Honeycomb total outage on July 25th, 2023
Honeycomb · Honeycomb
On July 25th, 2023, Honeycomb experienced a total outage impacting all user-facing components from 1:40 p.m. UTC to 2:48 p.m. UTC. The incident began with a routine switch between Retriever (storage and query engine) clusters on July 24th to avoid a bug. Hours later, an internal SLO for Shepherd (ingest service) started burning, indicating performance degradation.
Engineers discovered that the new query engine cluster failed to write updates for schema refresh, undermining the ingest cache and causing performance issues. An attempt to fix this by toggling a feature flag to flip writes back to the old cluster failed due to a subtle implementation bug: hosts told to stop never tried again, requiring a full reboot. This flaw, hidden by deployment mechanisms, eventually led to a complete cessation of writes.
The system ultimately crashed when the main database seized up and ran out of connections. The core root cause was identified as a non-deterministic deadlock within MySQL’s internals, likely triggered by the increased read load on the database when the ingest cache stopped functioning.
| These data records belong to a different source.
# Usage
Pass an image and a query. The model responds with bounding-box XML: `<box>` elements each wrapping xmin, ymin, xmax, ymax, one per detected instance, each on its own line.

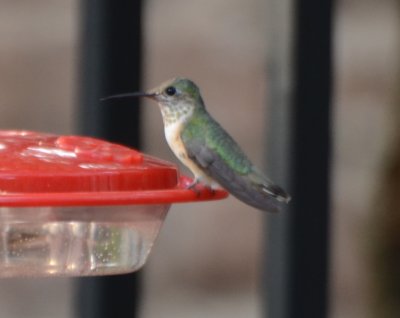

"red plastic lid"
<box><xmin>0</xmin><ymin>130</ymin><xmax>227</xmax><ymax>206</ymax></box>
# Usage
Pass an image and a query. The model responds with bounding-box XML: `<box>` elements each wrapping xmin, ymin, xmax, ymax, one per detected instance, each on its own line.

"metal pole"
<box><xmin>264</xmin><ymin>0</ymin><xmax>333</xmax><ymax>318</ymax></box>
<box><xmin>75</xmin><ymin>0</ymin><xmax>142</xmax><ymax>318</ymax></box>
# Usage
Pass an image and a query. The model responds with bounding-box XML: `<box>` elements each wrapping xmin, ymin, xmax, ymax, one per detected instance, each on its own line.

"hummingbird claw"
<box><xmin>186</xmin><ymin>179</ymin><xmax>200</xmax><ymax>197</ymax></box>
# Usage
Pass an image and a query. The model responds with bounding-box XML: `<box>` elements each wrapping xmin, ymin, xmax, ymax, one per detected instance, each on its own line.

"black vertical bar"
<box><xmin>75</xmin><ymin>0</ymin><xmax>142</xmax><ymax>318</ymax></box>
<box><xmin>266</xmin><ymin>0</ymin><xmax>333</xmax><ymax>318</ymax></box>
Contributing factors included indirect dependencies between services, where the cache failure overloaded the database, and the unexpected interaction of seemingly good practices like feature flags and frequent deploys.
During the outage, no data could be processed or accessed, and any new data ingested by users was lost if not buffered. This also had knock-on effects on alerting and querying capabilities. The incident was the most severe since Honeycomb had paying customers.
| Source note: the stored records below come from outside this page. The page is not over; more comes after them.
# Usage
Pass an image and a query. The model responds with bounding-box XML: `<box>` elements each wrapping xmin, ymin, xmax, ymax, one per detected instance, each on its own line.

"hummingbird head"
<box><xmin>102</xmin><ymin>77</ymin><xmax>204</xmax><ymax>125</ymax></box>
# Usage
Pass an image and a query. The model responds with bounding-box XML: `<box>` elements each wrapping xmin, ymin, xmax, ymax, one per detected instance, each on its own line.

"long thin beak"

Recovery involved setting up circuit-breakers to protect the database, failing over to a replica, manually updating schema timestamps to force a cache reload, and restarting Retriever hosts. Corrective actions include strengthening the cache, reducing database contention during schema updates, and stabilizing performance. In the short term, the specific failure mode has been drastically reduced due to completed migrations and code removal, and a faster database failover response is now expected.